The authors developed a local multi-LLM pipeline to synthesize the fragmented predictive coding neuroscience literature, scoring 31 studies against 36 glossary concepts across three hypotheses. They found high agreement for some hypotheses but structured disagreement, particularly between local and global oddball paradigms, with a geometric dispersion metric (temperature) showing lower values for local contexts.

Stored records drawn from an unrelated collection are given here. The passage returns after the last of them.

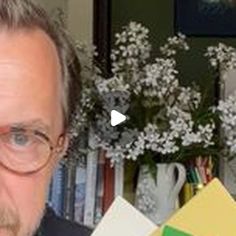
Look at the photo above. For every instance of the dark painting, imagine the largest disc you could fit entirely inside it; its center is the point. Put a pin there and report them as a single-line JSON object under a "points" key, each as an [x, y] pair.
{"points": [[205, 17]]}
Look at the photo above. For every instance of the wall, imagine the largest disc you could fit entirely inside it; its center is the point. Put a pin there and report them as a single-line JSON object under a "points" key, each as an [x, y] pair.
{"points": [[79, 14], [158, 16], [80, 20]]}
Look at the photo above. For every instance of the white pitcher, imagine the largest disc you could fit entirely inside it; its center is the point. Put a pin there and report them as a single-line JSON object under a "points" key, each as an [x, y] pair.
{"points": [[157, 200]]}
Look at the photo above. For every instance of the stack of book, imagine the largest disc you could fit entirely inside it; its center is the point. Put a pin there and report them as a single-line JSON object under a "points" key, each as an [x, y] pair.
{"points": [[84, 189]]}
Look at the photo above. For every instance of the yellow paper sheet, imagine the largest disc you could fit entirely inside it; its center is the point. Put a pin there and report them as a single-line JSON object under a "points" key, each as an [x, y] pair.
{"points": [[212, 212], [122, 219]]}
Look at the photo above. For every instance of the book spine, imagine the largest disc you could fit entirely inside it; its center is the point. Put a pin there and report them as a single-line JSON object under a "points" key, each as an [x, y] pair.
{"points": [[69, 190], [119, 179], [99, 187], [80, 187], [56, 192], [109, 179], [91, 174]]}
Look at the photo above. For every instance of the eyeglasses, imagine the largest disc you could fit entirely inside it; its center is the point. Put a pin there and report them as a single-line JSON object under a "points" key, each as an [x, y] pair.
{"points": [[24, 150]]}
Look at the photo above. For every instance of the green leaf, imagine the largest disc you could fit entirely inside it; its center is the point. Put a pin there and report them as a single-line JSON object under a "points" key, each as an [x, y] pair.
{"points": [[170, 231]]}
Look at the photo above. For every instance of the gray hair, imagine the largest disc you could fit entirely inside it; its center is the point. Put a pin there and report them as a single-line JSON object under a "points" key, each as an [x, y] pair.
{"points": [[26, 14]]}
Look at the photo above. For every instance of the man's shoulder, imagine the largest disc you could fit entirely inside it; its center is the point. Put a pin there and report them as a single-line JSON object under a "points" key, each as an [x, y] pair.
{"points": [[57, 226]]}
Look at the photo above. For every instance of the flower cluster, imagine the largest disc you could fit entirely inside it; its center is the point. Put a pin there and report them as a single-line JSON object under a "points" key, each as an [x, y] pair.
{"points": [[227, 114], [164, 118], [222, 57]]}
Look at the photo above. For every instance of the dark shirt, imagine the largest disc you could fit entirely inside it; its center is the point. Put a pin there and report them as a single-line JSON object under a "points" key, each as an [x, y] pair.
{"points": [[52, 225]]}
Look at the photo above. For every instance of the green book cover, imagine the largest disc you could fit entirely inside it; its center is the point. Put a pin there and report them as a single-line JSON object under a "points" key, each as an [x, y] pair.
{"points": [[170, 231]]}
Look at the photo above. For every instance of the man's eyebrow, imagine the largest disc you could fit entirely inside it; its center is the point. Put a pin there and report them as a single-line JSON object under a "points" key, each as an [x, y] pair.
{"points": [[35, 124]]}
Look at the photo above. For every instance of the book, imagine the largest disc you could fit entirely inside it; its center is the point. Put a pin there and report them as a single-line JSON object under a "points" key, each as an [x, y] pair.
{"points": [[119, 179], [91, 175], [123, 219], [55, 197], [99, 187], [211, 212], [109, 182], [80, 187]]}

Fragmentation is common in interdisciplinary fields with diverse methods and theoretical commitments. Predictive coding neuroscience is a clear example: its literature spans computational theory, electrophysiology, imaging, behavior, and modeling, creating a synthesis problem that conventional meta-analysis cannot easily resolve. Here, we describe a local multi-LLM pipeline for ontology-constrained literature synthesis. The pipeline reads papers, extracts evidence, incorporates figure descriptions, assembles constrained prompts, and validates outputs against an expert glossary. We manually defined a predictive-coding glossary of thirty-six concepts grouped into three hypotheses: predictive suppression, feedforward error propagation, and ubiquity. A council of ten local language models scored 31 studies according to their agreement or disagreement with each glossary factor across local and global oddball contexts. This enabled pairwise study-agreement analysis, cross-model comparison, and three-dimensional hypothesis-space mapping. Agreement was high for some hypotheses but weaker for others, revealing structured disagreement, particularly across local versus global oddball paradigms. We further define hypothesis-space temperature, a geometric dispersion metric measuring how compactly studies occupy the hypothesis space. Temperature was lower for local oddball contexts and higher for global oddball contexts, indicating greater dispersion in the latter. The scoring geometry also allowed us to estimate vectors of change between experimental contexts. These results demonstrate that local multi-LLM councils can produce auditable disagreement measurements that map heterogeneous literatures into quantitative evidence spaces. This framework may generalize to cross-study hypothesis mapping where conventional meta-analysis lacks a common comparison space.